GPボローニャ2019(レガシー):優勝はオーコミラクル、トップ8にはドレッジやスゥルタイデルバーなど
毎週紹介していますが、レガシーでもこの3つのセットは一級品。《不毛の大地/Wasteland》をケアして基本地形を並べつつ、4色のマナベースを支える《アーカムの天測儀/Arcum’s Astrolabe》。
青の打ち消し呪文、黒の手札破壊と除去。それらに対抗できる《夏の帳/Veil of Summer》がメインから採用されています。
オーコが《虚空の杯/Chalice of the Void》等の厄介なアーティファクトを大鹿に変えて、《意志の力/Force of Will》や《トーラックへの賛歌/Hymn to Tourach》を《夏の帳/Veil of Summer》で弾く。そして《終末/Terminus》奇跡で全体除去。バント奇跡は弱点が少なく、非常にバランスの良いデッキです。
レガシーはANTやスニークショー等のコンボデッキも一定数いるため、コンボに弱い《氷牙のコアトル/Ice-Fang Coatl》はモダンと比較して枚数が抑えられています。
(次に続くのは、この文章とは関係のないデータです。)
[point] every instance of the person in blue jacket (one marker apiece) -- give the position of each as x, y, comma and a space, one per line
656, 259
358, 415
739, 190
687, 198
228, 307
フェッチランドから《神秘の聖域/Mystic Sanctuary》をサーチして墓地の《終末/Terminus》をトップに置けば、意図的に奇跡を起こすことも可能。「デス&タックス」は《レンと六番/Wrenn and Six》禁止により復権したように思えましたが、バント奇跡に1マナで全体除去を連発されるため最近は勝てていません。
■本命:バント奇跡(4色メンター)
3《瞬唱の魔道士/Snapcaster Mage》
1《氷牙のコアトル/Ice-Fang Coatl》
3《僧院の導師/Monastery Mentor》
4《アーカムの天測儀/Arcum’s Astrolabe》
4《思案/Ponder》
4《渦まく知識/Brainstorm》
1《呪文貫き/Spell Pierce》
4《剣を鍬に/Swords to Plowshares》
2《夏の帳/Veil of Summer》
2《紅蓮破/Pyroblast》
1《否定の力/Force of Negation》
4《意志の力/Force of Will》
1《至高の評決/Supreme Verdict》
3《王冠泥棒、オーコ/Oko, Thief of Crowns》
2《時を解す者、テフェリー/Teferi, Time Raveler》
1《精神を刻む者、ジェイス/Jace, the Mind Sculptor》
4《溢れかえる岸辺/Flooded Strand》
4《霧深い雨林/Misty Rainforest》
1《沸騰する小湖/Scalding Tarn》
1《Savannah》
1《Tropical Island》
1《Tundra》
1《Volcanic Island》
5《冠雪の島/Snow-Covered Island》
1《冠雪の平地/Snow-Covered Plains》
1《冠雪の森/Snow-Covered Forest》
サイドボード
4《安らかなる眠り/Rest in Peace》
1《ゼンディカーの同盟者、ギデオン/Gideon, Ally of Zendikar》
1《宮殿の看守/Palace Jailer》
1《終末/Terminus》
2《外科的摘出/Surgical Extraction》
2《紅蓮破/Pyroblast》
1《血染めの月/Blood Moon》
1《夏の帳/Veil of Summer》
1《至高の評決/Supreme Verdict》
1《摩耗+損耗/Wear+Tear》
先週末のStarcityGamesで優勝したのが、バント奇跡の派生である4色メンター。ミラーマッチで弱い《終末/Terminus》を減らし、よりバントの同型対決を意識した形です。
ミラーマッチはお互いが《夏の帳/Veil of Summer》《紅蓮破/Pyroblast》を構え合うゲームになるため、青くないパーマネントは重要。
多くの場合《意志の力/Force of Will》以外ではスムーズな交換が出来ないため、ミラーマッチで最も活躍するカードです。トークンが2体以上出せるように5マナ以降でプレイする事を意識しましょう。
それと《夏の帳/Veil of Summer》《紅蓮破/Pyroblast》に関するプレイングに関して。
例えば相手が《冠雪の森/Snow-Covered Forest》のある状態で《王冠泥棒、オーコ/Oko, Thief of Crowns》をプレイしてきて、自分の手札に《紅蓮破/Pyroblast》があるとします。
相手の《夏の帳/Veil of Summer》をケアするなら、《紅蓮破/Pyroblast》を「青の呪文を打ち消す」ではなく「青のパーマネントを破壊する」モードで撃つことで、《夏の帳/Veil of Summer》の影響を受けずに破壊できます。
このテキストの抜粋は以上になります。